Why, thank you. It's gonna take ME a while to come up with another one!
(Hint: American Indian Place Names+Google=Meaning of LIFF game opportunities unlimited)
Spardrapocious: the attitude of gently, but ostensibly, giving your subway seat to an elderly lady a few seconds before the train arrives to the station you get off at.
Pigatte: a person who call all day to radio stations, in order to get free gifts he/she never redeems.
First class, Fbaezer . . . and in honor of your mot . . .
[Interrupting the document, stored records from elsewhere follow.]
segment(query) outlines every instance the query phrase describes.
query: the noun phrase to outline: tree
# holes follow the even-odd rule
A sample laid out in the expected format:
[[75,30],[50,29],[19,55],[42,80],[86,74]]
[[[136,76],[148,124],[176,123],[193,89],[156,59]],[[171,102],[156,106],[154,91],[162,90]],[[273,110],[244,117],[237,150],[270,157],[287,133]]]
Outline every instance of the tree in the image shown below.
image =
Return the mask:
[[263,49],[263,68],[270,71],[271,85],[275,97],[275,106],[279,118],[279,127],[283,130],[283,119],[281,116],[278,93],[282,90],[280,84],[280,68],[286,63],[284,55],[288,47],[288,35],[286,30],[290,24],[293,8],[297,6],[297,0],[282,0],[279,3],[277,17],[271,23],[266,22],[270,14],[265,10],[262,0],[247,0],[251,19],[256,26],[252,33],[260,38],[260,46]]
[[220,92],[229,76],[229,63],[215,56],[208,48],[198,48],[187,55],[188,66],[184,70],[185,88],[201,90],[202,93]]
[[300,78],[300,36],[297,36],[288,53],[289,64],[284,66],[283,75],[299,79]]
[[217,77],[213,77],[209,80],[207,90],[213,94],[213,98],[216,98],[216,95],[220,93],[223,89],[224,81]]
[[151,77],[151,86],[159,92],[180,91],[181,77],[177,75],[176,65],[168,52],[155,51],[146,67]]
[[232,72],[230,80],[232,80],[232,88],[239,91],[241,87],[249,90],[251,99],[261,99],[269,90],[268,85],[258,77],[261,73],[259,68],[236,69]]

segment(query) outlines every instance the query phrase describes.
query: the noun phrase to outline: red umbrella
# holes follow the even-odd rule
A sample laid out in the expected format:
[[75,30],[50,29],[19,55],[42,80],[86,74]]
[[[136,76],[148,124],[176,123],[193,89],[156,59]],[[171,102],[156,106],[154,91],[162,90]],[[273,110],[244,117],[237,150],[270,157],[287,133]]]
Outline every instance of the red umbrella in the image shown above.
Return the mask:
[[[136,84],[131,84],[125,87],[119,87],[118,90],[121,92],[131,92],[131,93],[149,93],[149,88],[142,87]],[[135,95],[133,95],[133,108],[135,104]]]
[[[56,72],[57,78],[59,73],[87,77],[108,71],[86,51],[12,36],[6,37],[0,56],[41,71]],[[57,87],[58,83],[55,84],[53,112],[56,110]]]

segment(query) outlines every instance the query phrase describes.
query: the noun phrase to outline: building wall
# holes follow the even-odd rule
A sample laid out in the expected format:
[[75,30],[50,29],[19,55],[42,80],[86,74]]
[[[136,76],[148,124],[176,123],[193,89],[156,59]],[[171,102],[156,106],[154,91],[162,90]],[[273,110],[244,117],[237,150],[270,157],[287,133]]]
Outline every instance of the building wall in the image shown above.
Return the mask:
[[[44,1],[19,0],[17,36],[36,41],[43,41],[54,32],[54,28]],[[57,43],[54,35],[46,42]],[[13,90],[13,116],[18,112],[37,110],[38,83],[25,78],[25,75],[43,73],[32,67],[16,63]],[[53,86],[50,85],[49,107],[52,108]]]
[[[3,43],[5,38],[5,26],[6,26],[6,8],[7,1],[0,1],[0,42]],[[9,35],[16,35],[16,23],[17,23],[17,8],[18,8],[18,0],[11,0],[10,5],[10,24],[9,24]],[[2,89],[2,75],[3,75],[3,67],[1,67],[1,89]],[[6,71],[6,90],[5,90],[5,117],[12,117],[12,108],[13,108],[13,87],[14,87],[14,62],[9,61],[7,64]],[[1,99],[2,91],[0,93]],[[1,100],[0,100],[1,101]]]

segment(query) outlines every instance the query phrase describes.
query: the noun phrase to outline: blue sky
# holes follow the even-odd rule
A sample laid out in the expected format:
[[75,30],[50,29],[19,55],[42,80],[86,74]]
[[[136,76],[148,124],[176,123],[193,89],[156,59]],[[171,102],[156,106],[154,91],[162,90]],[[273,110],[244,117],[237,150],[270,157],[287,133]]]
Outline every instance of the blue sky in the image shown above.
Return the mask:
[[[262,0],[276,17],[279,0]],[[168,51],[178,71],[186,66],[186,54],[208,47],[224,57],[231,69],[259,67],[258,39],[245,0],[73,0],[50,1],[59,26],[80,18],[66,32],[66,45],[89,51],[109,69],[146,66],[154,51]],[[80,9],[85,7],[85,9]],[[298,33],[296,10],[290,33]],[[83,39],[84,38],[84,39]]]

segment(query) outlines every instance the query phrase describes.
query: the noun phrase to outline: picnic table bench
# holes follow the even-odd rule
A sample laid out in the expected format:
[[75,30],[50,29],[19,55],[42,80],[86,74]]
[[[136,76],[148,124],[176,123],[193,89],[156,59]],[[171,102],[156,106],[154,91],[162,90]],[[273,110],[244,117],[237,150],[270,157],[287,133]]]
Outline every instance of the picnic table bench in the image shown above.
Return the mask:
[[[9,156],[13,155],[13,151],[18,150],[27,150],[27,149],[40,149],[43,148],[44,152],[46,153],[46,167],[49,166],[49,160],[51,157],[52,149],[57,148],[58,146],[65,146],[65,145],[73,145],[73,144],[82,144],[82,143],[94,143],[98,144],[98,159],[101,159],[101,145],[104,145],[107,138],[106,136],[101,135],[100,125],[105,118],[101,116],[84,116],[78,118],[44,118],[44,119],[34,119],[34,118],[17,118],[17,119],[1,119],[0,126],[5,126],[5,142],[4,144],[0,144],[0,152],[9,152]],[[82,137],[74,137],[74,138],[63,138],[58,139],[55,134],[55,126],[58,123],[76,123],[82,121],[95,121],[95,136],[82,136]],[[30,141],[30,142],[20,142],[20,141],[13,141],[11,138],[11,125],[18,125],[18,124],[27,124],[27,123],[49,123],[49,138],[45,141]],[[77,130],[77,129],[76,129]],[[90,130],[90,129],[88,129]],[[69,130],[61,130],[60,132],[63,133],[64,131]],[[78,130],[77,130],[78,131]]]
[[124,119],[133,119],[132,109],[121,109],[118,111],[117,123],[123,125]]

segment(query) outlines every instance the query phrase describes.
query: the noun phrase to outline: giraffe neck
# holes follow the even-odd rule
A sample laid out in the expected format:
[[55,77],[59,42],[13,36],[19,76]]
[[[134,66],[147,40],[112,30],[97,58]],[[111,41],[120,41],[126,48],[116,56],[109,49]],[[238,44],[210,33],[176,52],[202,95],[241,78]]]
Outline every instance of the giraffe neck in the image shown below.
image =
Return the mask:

Chapultepec -- the inability to participate in track and field events due to a lack of coordination
Great one, set.
Time to tell the story of Pancho Campos, a member of my High School track team.
Campos was a prime class semi-fondist. He applied to use the Olympic Comittee facilities, was asked to break the Under-17 national record for the 3000 meters, and did it the same day.
To keep using the facilities, he had to win the school league race, the Mexico City race and be among the top 3 on the National Youth Championship.
On the day of the Mexico City race, the events were running a little late (OK, Mexico, I know), so Campos decided to go to the entrance door "and buy some lemons". There were no lemon vendors, there, so he went to the next door, about half a mile away.
When he came back to the stadium, sucking his lemon, the 3000 race had begun, he was out and lost his place as a user of the Olympic facilities.
Now, that's what I call a Chapultepec!
A prime lesson about the importance of mental as well as physical coordination.
Keokuk -- an annoyingly loud-voiced small bird who invariably perches right outside the window on a weekend when you're trying to sleep in
Kamuzakinsky: a person who cannot perform sexually while listening to muzak (see also derivatives such as Kaoperakinsky, Karockakinsky, Kapopakinsky, Kahiphopkinsky, etcetera)
Krakow :- Someone suffering from a sore Bottom.